Extended Data Type Support
Since v5.3.1/19
There are database-specific data types that are not natively supported by HVR. These data types are called "extended data types" in HVR. Different extended data types need different capture and integrate expressions to be defined on a channel to convert them to the ones supported by HVR. Generally, a cast to a varchar or clob column works well, though some types might be better represented by a numeric data type. For nested object types, a stored procedure to serialize the object may be defined. For examples, see section Expression Library below.
When a table with an extended data type is added to a channel, HVR's Table Explore displays the extended data types as a data type name enclosed in special markers: <<datatype>>. The datatype is the name of the data type as defined in a particular database and can be used in data type pattern matching similar to the regular data types.
Configuring HVR for Extended Data Types
Action ColumnProperties with parameters /DataTypeMatch, /CaptureExpression, /CaptureExpressionType, /IntegrateExpression, and /DataType should be defined for converting extended data types to supported data types during capture, compare or refresh (source) and back to extended data types during integrate, compare or refresh (target).
Right-click a channel, navigate to New Action, and click ColumnProperties.
In the New Action: ColumnProperties window, select /DatatypeMatch and choose the required <<datatype>> from the drop-down list. The /DatatypeMatch parameter in combination with the {{hvr_col_name}} pattern in the capture and integrate expressions allow you to define capture expression based on the data type of a column, rather than the name of the column. This parameter fully supports extended data types, allowing you to specify a single expression for all columns of a specific extended data type in all tables in all channels.
Select the /CaptureExpression option and type in the required expression depending on the database involved in the replication. See section Expression Library below for the extended data types in different databases and their relevant capture and integrate expressions.
Select the /CaptureExpressionType option and then select SQL_WHERE_ROW from the drop-down list.
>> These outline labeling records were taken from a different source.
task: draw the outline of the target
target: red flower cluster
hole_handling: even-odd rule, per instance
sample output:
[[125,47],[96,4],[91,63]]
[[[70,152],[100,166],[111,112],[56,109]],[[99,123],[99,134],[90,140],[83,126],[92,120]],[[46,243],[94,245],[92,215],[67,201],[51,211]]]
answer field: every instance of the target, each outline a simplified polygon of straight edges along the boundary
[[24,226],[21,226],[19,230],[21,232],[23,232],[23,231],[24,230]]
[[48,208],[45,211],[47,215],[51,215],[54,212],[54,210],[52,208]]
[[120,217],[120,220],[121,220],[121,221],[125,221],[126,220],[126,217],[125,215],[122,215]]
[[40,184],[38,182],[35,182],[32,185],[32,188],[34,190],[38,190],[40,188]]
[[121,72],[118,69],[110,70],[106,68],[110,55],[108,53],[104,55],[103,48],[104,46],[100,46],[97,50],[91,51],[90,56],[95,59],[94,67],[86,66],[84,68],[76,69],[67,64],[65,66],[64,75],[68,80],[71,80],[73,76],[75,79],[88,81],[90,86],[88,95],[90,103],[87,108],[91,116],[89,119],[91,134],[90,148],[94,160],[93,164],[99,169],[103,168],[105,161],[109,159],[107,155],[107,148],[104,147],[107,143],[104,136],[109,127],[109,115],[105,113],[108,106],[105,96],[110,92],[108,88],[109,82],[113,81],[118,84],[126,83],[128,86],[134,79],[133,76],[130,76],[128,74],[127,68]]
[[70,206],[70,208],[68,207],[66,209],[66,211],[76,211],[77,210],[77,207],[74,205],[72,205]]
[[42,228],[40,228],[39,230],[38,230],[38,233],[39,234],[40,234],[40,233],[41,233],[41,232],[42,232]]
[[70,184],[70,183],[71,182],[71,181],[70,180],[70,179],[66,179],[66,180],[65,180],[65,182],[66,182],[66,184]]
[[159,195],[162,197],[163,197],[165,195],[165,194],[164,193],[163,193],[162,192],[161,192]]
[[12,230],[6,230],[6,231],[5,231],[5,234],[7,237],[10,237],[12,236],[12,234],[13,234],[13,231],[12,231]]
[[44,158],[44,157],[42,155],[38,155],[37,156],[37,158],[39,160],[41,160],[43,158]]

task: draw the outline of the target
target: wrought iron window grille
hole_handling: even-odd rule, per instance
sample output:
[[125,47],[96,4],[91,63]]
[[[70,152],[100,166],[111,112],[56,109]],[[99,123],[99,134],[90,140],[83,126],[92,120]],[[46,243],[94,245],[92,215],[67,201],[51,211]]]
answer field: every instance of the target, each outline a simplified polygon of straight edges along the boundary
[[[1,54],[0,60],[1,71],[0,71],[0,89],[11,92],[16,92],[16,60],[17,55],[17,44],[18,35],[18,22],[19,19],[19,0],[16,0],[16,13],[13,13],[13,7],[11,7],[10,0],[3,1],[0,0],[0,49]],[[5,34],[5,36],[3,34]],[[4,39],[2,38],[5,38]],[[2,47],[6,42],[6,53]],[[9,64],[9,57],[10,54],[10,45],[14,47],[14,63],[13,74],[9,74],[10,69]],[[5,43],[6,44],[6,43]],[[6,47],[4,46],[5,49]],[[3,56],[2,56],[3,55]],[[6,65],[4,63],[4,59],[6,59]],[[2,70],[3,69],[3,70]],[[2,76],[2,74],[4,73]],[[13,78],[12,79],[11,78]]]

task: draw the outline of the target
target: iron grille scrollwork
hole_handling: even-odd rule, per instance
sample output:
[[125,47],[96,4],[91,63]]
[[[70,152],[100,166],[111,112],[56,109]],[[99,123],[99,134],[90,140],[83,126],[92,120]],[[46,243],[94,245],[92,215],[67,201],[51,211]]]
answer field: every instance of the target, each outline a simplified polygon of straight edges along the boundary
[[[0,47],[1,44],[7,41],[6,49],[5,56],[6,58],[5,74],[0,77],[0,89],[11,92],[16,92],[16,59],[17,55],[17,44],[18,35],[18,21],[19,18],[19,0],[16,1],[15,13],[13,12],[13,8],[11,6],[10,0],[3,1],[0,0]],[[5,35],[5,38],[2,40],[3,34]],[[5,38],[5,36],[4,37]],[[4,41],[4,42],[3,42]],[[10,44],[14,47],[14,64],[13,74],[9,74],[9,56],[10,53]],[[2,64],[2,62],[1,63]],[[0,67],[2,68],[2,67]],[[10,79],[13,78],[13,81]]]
The /CaptureExpressionType automatically generates extra SQL required to run the specified capture expression against a table being replicated.
When /CaptureExpressionType=SQL_WHERE_ROW is defined, HVR will:
- execute a capture expression once for each row
- add a FROM clause for the table being replicated
- add a WHERE clause matching the key of the current row.
For more information on the /CaptureExpressionType option, refer to the relevant section of the ColumnProperties page.
Example:
The parameters defined as /CaptureExpression=cast(col as varchar) and /CaptureExpressionType=SQL_WHERE_ROW cause HVR to generate the following SQL expression against a table being replicated:
select (cast(col as varchar)) from schema.table where key1=key1, ...
Select the /IntegrateExpression option and type in the required expression depending on the database involved in the replication. See section Expression Library below for the extended data types in different databases and their relevant capture and integrate expressions.
The following screenshot demonstrates an example setup of the ColumnProperties action to capture an extended data type.
Table Create
The extended data type defined as <<datatype>> in HVR is just a base name of a specific data type without any attributes like NOT NULL, DEFAULT, or allowed values in enumeration-like data types. This might not be sufficient to create a table on a target side. So, to enable table creation on the target side, you need to define action ColumnProperties with the /DatatypeMatch and /DataType parameters on the target location.
Right-click a target location, navigate to New Action and select ColumnProperties from the list.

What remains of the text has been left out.